7. Axiom of Choice, Cardinality, Cantor's theorem PDF
Axiom of Choice
Set of maps
Cartesian product. If \((X_{\alpha})_{\alpha \in A}\) is an indexed family of sets, their Cartesian product \[\prod_{\alpha \in A}X_{\alpha}\] is the set of all maps \(f:A \to \bigcup_{\alpha \in A}X_{\alpha}\) so that \(f(\alpha)\in X_{\alpha}\) for all \(\alpha \in A\).
Projection map. If \(X=\prod_{\alpha \in A}X_{\alpha}\) and \(\alpha \in A\) we define \(\alpha\)-th projection or coordinate map \(\pi_{\alpha}:X \to X_{\alpha}\) by \(\pi_{\alpha}(f)=f(\alpha)\).
We will also write \(x=(x_{\alpha})_{\alpha \in A} \in X=\prod_{\alpha \in A}X_{\alpha}\) instead of \(f\), and \(x_{\alpha}\) instead of \(f(\alpha)\).
Set of maps - examples 1/2
Example 1. If \(A=\{1,2,\ldots,n\}\), then \[\begin{aligned} X&=\prod_{j=1}^n X_j=X_1 \times X_2 \times \ldots \times X_n\\&=\{(x_1,x_2,\ldots,x_n)\;:\; x_j \in X_j \text{ for all }j=1,2,\ldots,n\}. \end{aligned}\]
Example 2. If \(A=\mathbb{N}\), then \[\begin{aligned} X&=\prod_{j=1}^\infty X_j=X_1 \times X_2 \times \ldots=\{(x_1,x_2,\ldots)\;:\; x_j \in X_j \text{ for all }j=1,2,\ldots\}. \end{aligned}\]
Set of maps - examples 2/2
Example 3. If the sets \(X_{\alpha}\) are all equal to some fixed set \(Y\), we denote \[X=\prod_{\alpha \in A}X_{\alpha}=Y^A.\]
\(Y^{A}\)-the set of all mappings from \(A\) to \(Y\).
Example 4. \(\mathbb{Z}^{\mathbb{N}}\) - the set of all
sequences of integers.
\(\mathbb{R}^{\mathbb{N}}\) - the set
of all sequences of real numbers.
The axiom of choice
The axiom of choice. If \((X_{\alpha})_{\alpha \in A}\) is a nonempty collection of nonempty sets, then \[\prod_{\alpha \in A}X_{\alpha} \neq \varnothing.\]
Corollary.

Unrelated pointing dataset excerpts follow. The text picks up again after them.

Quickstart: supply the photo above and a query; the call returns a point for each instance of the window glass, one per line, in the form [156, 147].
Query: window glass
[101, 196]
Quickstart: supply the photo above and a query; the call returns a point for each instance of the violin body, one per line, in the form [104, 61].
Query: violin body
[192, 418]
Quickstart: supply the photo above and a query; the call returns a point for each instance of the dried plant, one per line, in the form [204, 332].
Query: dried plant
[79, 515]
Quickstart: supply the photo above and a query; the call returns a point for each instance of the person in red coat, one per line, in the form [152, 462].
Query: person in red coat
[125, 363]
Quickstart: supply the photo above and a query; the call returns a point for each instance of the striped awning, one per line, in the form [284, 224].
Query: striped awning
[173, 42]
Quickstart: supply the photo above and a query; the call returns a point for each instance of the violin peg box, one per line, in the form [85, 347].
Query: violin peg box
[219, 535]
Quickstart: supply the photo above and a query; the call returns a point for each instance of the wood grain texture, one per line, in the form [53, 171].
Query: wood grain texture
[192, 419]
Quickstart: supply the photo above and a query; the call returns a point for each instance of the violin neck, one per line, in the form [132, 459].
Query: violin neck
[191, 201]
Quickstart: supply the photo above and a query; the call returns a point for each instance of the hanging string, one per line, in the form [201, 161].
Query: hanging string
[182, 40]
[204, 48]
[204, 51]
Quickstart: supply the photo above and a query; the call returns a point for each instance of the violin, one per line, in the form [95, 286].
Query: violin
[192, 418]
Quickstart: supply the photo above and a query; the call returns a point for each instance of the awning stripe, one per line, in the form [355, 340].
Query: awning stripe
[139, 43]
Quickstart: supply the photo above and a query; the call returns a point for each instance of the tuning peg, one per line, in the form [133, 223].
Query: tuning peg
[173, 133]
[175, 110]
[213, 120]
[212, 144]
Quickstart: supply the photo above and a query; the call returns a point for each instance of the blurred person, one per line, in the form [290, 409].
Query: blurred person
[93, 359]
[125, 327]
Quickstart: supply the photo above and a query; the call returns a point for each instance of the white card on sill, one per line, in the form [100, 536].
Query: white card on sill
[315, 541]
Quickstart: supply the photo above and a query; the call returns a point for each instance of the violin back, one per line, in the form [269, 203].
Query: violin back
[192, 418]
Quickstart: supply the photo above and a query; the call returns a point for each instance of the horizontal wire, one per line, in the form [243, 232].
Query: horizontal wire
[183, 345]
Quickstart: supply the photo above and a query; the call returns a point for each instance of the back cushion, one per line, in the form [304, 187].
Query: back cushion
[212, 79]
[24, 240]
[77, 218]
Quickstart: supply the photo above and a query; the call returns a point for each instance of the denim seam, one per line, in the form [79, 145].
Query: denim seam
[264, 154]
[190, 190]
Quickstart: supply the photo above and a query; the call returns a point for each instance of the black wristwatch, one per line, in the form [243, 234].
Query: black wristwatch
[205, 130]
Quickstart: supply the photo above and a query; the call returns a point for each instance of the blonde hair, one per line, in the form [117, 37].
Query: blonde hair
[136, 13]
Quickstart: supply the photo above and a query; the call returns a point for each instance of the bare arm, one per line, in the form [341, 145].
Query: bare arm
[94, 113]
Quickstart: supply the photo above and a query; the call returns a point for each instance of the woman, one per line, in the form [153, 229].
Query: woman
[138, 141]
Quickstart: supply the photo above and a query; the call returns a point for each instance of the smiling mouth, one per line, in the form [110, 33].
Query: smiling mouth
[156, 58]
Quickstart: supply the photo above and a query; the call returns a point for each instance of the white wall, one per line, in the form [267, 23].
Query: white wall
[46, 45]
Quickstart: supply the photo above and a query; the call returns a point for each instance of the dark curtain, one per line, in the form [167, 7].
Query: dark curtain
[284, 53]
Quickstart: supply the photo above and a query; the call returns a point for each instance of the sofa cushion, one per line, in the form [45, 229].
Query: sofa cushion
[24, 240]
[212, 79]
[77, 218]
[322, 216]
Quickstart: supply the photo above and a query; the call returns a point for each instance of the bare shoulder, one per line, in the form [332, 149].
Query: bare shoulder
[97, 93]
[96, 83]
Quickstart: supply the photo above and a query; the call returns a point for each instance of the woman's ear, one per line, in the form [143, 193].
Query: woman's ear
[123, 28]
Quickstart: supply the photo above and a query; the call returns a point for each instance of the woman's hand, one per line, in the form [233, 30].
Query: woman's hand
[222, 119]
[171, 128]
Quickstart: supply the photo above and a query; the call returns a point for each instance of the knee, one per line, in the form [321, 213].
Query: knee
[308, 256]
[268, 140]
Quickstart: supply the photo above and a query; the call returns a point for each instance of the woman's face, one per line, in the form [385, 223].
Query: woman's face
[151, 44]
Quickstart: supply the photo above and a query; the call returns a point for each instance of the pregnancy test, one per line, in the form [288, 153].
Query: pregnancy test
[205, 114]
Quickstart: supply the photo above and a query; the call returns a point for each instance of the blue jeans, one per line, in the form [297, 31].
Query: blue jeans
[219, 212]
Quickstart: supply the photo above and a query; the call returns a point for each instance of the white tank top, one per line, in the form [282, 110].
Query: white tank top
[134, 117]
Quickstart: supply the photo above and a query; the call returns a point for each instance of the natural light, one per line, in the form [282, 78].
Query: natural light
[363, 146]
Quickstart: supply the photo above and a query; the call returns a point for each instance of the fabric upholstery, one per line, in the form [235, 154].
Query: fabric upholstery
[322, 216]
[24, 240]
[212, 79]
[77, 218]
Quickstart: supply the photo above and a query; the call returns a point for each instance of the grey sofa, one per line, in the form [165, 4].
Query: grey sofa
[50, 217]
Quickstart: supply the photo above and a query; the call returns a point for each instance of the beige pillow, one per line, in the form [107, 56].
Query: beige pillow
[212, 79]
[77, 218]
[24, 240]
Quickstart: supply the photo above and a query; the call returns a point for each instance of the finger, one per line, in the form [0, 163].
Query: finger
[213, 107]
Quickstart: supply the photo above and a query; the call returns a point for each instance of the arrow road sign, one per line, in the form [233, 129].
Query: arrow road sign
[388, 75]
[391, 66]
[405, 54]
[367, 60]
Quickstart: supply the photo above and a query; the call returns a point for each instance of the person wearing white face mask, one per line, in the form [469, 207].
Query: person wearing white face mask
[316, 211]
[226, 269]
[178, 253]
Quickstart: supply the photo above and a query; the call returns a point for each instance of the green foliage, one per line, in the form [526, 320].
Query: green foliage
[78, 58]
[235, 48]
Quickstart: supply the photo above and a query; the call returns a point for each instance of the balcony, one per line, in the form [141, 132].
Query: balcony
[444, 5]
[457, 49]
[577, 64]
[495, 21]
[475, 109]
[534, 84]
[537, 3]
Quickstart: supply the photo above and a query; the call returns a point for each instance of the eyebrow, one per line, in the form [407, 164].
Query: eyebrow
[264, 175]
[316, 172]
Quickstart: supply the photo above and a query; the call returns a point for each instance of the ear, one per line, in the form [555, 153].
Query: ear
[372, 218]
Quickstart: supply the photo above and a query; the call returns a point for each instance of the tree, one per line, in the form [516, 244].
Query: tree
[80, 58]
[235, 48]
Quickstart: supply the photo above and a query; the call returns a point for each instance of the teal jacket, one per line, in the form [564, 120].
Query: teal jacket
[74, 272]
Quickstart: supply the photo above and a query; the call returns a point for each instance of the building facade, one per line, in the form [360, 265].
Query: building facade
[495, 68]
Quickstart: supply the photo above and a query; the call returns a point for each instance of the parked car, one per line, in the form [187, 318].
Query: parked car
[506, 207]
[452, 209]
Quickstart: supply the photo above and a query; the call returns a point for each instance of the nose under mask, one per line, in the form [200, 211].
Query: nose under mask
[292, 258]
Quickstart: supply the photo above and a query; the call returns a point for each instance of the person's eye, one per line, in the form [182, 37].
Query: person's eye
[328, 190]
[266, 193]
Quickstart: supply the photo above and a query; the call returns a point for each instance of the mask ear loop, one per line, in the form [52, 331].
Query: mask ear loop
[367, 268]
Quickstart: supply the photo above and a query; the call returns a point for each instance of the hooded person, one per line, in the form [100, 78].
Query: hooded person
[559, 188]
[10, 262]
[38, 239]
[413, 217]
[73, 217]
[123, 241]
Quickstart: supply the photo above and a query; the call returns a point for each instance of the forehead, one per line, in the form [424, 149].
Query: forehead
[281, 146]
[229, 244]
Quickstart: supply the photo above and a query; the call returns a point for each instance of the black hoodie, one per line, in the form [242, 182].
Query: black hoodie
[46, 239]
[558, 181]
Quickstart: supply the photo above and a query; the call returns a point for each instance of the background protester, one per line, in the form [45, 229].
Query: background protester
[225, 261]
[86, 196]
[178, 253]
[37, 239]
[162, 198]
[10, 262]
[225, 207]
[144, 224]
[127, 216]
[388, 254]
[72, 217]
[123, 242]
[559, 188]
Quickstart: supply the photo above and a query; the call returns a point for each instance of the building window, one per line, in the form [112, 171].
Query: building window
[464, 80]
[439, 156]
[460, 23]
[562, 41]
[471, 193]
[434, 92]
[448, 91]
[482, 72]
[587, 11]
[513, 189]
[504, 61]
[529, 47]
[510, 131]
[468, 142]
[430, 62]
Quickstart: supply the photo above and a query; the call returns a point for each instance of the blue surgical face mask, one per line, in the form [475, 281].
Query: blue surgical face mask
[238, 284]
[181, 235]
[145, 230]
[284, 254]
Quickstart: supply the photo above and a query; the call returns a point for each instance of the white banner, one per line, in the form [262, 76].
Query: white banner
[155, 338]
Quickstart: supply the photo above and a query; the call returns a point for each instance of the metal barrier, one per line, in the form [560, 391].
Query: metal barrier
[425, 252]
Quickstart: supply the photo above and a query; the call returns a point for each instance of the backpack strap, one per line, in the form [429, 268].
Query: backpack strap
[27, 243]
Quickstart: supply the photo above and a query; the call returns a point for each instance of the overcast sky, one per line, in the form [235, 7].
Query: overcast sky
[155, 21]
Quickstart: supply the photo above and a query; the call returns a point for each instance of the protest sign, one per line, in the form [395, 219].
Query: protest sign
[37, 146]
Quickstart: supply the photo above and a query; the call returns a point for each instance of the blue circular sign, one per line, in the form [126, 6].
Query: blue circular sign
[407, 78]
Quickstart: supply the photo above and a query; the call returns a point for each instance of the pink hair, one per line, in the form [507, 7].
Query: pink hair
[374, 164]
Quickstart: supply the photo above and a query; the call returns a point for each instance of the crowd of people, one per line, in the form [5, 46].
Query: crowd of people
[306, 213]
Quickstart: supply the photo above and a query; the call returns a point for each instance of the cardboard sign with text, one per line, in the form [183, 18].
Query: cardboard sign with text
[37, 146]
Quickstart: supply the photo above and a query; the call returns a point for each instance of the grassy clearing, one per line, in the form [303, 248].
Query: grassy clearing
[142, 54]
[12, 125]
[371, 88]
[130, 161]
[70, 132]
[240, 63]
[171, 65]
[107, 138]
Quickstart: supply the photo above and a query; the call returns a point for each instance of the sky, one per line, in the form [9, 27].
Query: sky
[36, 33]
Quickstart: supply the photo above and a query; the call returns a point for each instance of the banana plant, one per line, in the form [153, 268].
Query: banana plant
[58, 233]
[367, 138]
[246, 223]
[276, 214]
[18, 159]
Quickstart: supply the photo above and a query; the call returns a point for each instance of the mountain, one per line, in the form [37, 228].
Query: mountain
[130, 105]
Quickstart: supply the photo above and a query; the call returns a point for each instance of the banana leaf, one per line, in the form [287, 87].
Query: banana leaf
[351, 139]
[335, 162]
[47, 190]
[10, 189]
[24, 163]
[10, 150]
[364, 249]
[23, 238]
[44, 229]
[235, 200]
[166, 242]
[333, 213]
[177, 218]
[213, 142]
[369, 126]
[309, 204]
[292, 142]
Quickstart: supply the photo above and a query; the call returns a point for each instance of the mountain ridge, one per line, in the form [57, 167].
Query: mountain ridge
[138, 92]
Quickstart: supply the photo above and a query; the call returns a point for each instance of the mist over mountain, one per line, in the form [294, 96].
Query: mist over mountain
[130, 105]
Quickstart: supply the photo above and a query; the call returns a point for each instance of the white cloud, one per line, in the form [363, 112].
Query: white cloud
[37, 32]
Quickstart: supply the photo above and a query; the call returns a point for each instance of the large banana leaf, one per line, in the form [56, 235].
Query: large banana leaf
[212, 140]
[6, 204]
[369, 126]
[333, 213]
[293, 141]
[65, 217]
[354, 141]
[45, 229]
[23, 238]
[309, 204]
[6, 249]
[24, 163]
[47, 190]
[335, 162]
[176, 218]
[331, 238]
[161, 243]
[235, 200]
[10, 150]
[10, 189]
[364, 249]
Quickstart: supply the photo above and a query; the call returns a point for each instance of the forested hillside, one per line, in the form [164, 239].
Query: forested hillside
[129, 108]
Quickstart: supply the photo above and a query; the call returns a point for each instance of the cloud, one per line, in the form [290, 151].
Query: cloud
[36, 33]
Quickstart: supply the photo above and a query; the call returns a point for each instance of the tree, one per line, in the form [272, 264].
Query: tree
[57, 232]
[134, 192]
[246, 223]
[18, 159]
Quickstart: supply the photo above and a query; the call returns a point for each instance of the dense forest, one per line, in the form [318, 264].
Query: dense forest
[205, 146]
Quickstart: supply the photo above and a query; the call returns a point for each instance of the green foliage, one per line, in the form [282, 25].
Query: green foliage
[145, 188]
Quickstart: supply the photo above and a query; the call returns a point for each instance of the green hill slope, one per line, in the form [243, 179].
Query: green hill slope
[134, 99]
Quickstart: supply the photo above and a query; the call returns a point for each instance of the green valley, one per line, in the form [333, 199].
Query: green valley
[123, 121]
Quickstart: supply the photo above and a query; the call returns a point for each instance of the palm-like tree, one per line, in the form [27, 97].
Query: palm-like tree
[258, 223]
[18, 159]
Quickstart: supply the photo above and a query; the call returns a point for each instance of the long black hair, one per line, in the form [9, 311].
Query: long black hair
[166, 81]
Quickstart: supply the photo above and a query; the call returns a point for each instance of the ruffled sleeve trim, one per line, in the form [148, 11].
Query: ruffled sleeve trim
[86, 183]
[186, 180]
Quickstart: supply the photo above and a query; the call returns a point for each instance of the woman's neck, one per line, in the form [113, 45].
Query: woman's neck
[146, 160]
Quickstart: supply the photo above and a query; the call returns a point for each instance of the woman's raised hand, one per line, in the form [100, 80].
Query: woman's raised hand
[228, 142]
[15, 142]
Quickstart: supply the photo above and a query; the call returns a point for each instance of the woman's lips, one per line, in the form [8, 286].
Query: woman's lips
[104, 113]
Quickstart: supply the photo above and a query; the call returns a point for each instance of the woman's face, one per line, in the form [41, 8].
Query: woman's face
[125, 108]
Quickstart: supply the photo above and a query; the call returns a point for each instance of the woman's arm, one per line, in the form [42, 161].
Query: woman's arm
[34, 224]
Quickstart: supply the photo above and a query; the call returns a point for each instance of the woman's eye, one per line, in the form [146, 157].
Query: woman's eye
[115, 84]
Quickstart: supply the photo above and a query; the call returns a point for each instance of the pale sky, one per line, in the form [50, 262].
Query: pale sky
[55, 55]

If \((X_{\alpha})_{\alpha \in A}\) is a disjoint collection of nonempty sets there is a set (called the selector) \(Y \subseteq \bigcup_{\alpha \in A}X_{\alpha}\) such that \(Y \cap X_{\alpha}\) contains precisely one element for each \(\alpha \in A\).
Take \(f \in \prod_{\alpha \in A}X_{\alpha} \neq \varnothing\). Define \[Y=f[A],\] then
\[Y \cap X_{\alpha}=\{f(\alpha)\},\] since \(f(\alpha) \in X_{\alpha}\).$$\tag*{$\blacksquare$}$$
Cardinality
Cardinality
Cardinality. If \(X\) and \(Y\) are nonempty sets, we define the expressions \[{\rm card\;}(X) \leq {\rm card\;}(Y) \ \ \text{ {\color{red}(injective)}},\] \[{\rm card\;}(X) = {\rm card\;}(Y)\ \ \text{ {\color{red}(bijective)}},\] \[{\rm card\;}(X) \geq {\rm card\;}(Y) \ \ \text{ {\color{red}(surjective)}},\]
to mean that there exists \(f:X \to Y\) which is injective, bijective, surjective respectively.
Cardinality - pictures 1/2
\({\rm card\;}(X) \leq {\rm card\;}(Y),\) (injective) ,.
\({\rm card\;}(X) = {\rm card\;}(Y),\) (bijective).
Cardinality - pictures 2/2
\({\rm card\;}(X) \geq {\rm card\;}(Y),\) (surjective).
We also define \({\rm card\;}(X)<{\rm card\;}(Y)\) to mean that there is an injection but not a bijection.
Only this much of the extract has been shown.